At first they talked of little things, things which had lost their importance to Rupert, but still went to make up life for Marjorie. Then she fell to questioning him, asking him about his life in London, and if he were happy.
"Somehow, you've changed," she confessed. "You don't look as well or so jolly as you used to. There's nothing seriously wrong, is there, old boy?"
He shook his head. "I'm all right. I've a secret which I want to tell you soon, but it's one that makes me happy, and I hope it will make you happy, too.... Of course, now you'll guess, but don't say anything. While I'm away I don't want you to be too much alone with Despard. He's all right, but he's a man's man-the sort of fellow who makes love to every pretty woman he sees. He can't help it, you know."
Marjorie sat up in her bed and laughed. "Is that a man's man?"
Rupert did not reply, but continued: "Last night, as I was coming back from Post Bridge Hall, I saw you and young Crichton pass me on the bridge. I don't want to interfere, dear, but, somehow, I wondered whether-it looked as though you cared for one another, perhaps--"

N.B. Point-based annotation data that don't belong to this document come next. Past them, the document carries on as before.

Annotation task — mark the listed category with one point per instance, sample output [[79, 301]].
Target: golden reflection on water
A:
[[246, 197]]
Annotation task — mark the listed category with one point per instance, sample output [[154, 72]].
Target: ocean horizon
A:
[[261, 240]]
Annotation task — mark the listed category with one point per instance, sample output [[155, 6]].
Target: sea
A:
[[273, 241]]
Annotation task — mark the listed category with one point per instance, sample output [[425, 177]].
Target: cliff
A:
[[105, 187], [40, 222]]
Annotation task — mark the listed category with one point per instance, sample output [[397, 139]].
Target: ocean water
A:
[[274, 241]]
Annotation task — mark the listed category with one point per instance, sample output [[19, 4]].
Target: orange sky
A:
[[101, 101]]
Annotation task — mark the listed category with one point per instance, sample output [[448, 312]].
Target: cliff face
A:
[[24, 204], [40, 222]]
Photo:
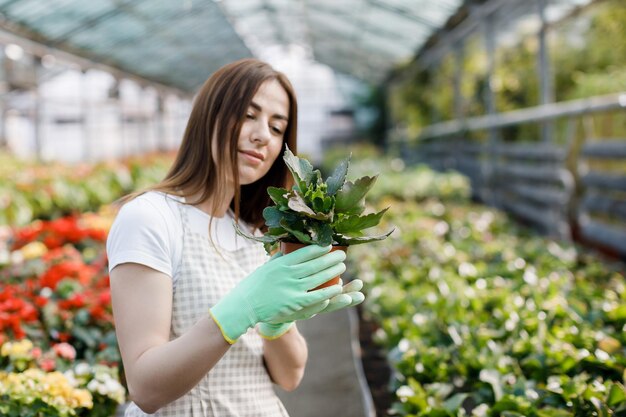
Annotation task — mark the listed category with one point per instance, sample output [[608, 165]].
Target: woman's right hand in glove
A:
[[279, 287]]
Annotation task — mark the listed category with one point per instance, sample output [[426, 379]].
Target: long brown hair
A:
[[218, 113]]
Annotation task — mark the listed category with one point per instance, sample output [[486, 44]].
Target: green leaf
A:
[[454, 403], [338, 177], [278, 195], [617, 395], [351, 224], [272, 216], [300, 168], [276, 231], [321, 233], [301, 235], [349, 198], [297, 204], [349, 240]]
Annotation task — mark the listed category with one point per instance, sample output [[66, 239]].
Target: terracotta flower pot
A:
[[288, 247]]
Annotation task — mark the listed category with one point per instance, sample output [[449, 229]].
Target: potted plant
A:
[[317, 211]]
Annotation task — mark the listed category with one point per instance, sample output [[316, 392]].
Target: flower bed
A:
[[58, 354], [34, 191], [482, 317]]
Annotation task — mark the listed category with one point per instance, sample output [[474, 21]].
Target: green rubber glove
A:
[[350, 296], [278, 288]]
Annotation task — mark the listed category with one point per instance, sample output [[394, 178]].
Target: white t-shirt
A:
[[148, 230]]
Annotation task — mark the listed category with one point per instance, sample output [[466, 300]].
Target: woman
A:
[[204, 321]]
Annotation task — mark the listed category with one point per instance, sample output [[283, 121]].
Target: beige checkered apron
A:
[[238, 385]]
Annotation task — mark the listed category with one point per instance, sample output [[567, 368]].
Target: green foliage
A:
[[317, 211], [587, 58], [482, 317]]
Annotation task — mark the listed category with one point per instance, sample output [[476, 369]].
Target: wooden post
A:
[[546, 93]]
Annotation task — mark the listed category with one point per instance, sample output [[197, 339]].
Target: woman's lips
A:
[[252, 157]]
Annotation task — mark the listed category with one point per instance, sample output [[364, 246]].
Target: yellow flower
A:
[[34, 250], [52, 388], [16, 350]]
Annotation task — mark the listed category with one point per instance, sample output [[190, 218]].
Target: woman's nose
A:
[[261, 133]]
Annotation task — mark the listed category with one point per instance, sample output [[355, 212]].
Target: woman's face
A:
[[262, 132]]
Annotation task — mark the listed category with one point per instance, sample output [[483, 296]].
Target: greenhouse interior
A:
[[470, 153]]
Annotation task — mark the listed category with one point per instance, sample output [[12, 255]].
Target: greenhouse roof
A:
[[179, 43]]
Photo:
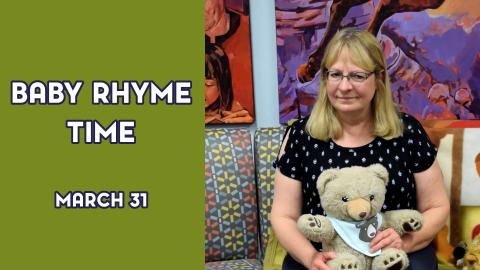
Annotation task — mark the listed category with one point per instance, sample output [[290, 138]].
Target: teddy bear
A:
[[468, 256], [352, 198]]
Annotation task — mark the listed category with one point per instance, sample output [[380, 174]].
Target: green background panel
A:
[[101, 40]]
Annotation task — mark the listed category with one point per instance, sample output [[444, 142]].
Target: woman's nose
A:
[[344, 84]]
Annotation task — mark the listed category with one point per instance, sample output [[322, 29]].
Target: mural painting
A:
[[432, 49], [228, 63]]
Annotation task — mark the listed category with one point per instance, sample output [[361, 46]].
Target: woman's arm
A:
[[286, 209], [433, 203]]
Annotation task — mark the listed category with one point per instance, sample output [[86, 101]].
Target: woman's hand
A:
[[388, 238], [319, 260]]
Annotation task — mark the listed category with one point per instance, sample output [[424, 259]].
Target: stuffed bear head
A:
[[354, 193]]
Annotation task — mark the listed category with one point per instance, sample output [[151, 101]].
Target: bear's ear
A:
[[379, 171], [324, 178]]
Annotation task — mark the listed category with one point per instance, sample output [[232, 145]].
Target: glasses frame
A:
[[348, 76]]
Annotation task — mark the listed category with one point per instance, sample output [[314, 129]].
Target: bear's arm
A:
[[316, 228]]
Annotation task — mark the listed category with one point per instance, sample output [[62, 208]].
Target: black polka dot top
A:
[[305, 158]]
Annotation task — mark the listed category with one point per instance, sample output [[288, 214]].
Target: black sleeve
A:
[[421, 150], [290, 163]]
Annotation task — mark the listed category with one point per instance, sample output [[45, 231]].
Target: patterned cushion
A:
[[245, 264], [267, 146], [230, 196]]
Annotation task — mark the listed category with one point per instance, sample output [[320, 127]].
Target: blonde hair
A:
[[366, 53]]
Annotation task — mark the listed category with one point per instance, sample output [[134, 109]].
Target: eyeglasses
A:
[[356, 76]]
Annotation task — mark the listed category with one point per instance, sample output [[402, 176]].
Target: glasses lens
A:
[[358, 76], [334, 76]]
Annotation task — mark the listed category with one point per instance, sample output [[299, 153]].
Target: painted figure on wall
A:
[[227, 42], [431, 47]]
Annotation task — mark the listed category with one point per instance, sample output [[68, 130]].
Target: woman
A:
[[355, 122], [220, 107]]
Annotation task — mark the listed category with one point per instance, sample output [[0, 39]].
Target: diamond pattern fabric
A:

Marjorie's cheeks grew the colour of red roses. And, looking at her, as she sat up in her little white bed, with her auburn hair falling in wild disorder about her shoulders, her sun-kissed arms and neck warm against the white lace of her nightgown, he realised for the first time with something like a shock how very beautiful she was. Being a brother he had taken her for granted. He had only looked at her with a brother's eyes. Now he saw her as a man sees a woman; young, in the first flush of youth with warm blood in her veins, a body moulded and made for love.
"Yes, we do love one another," she whispered. "He wants me to marry him one day, but I haven't promised yet. Our positions are so different. I'm not good enough for him."
Rupert laughed. "You, not good enough!"
Marjorie nodded. "That's just what he said when I told him. But it's true. I'm only a farmer's daughter; he's the son of a gentleman. Don't say anything more, dear," as Rupert was about to reply. "Time will tell. If we really care for one another we can both wait until we're quite sure."
Bending down Rupert kissed his sister very gently. There were tears in his eyes. He rose from the bed and blew out the candle and the room was in darkness.
"To tell you the truth, I've been a bit of a rotter since I've been in London," he said, finding it easier to speak in the darkness. "Owing to my stupidity and selfishness, I've got to go up to town to-morrow, but it will only be for a couple of days, and when I come back I'll tell you my secret. For I've fallen in love, Marjorie. I'm beginning to feel as you do-that I'm not good enough for her.... She's wonderful."
He groped his way towards the door and opened it.
"I'm glad, dear," Marjorie whispered. "Good-night."
"Good-night," he replied as he shut the door quietly and went to his own room.
Perhaps it was true. Marjorie was only the daughter and he the son of a farmer. That was why he had made such a mess of things in London. But his eyes had been opened just in time. Love had opened them.
A farmer's son. But his father's ambition should be realised. He would learn to be a man and a gentleman.